Low-carb diets like Sugar Busters, The Zone and the Atkins diet work by limiting carbohydrates and increasing protein consumption. In 2008, Rowett Research Institute published a study indicating that in the short term, low-carb, high-protein diets are effective for losing weight quickly. According to the Mayo Clinic, carbs, including bread, grains, rice and starchy vegetables and fruit, convert into sugar.

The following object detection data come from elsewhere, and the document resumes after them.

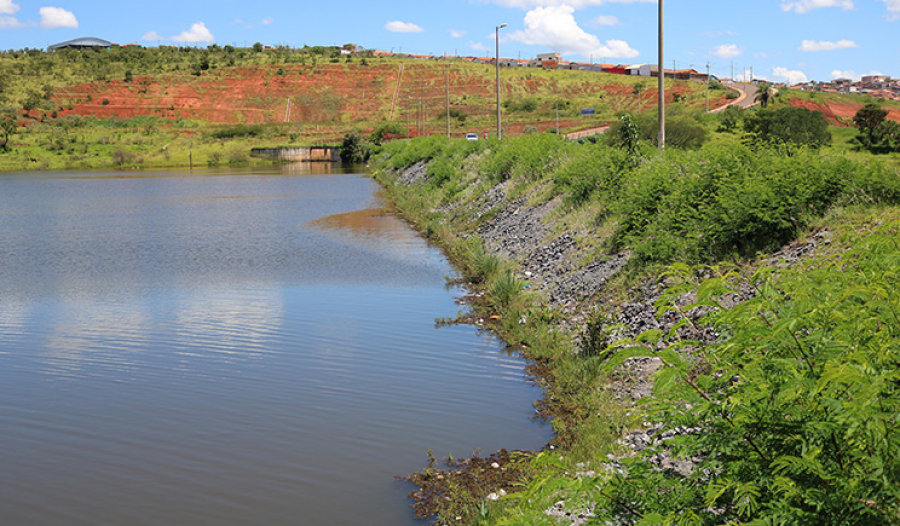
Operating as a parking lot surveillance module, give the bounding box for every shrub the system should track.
[450,108,469,124]
[553,144,632,206]
[340,132,372,163]
[744,106,831,148]
[488,270,525,309]
[370,122,407,146]
[718,106,744,133]
[478,133,575,182]
[608,105,709,150]
[615,146,900,262]
[211,124,265,139]
[592,228,900,526]
[503,99,538,113]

If you don't burn off carbs through exercise, the sugar, which should be used as energy, is converted into fat.

A typical low-carb, high-protein diet will consist of lean meats like poultry and fish; and non-starchy vegetables like asparagus, broccoli and carrots.

Low-GI Diets

The Glycemic Index Diet and Sugar Busters helps you lose weight by encouraging you to eat foods that rank low on the glycemic index (GI). In 2006, the "Archives of Internal Medicine" published an article by Jennie Brand-Miller that found that low-GI diets can help you lose weight quickly and significantly reduce your risk for developing heart disease.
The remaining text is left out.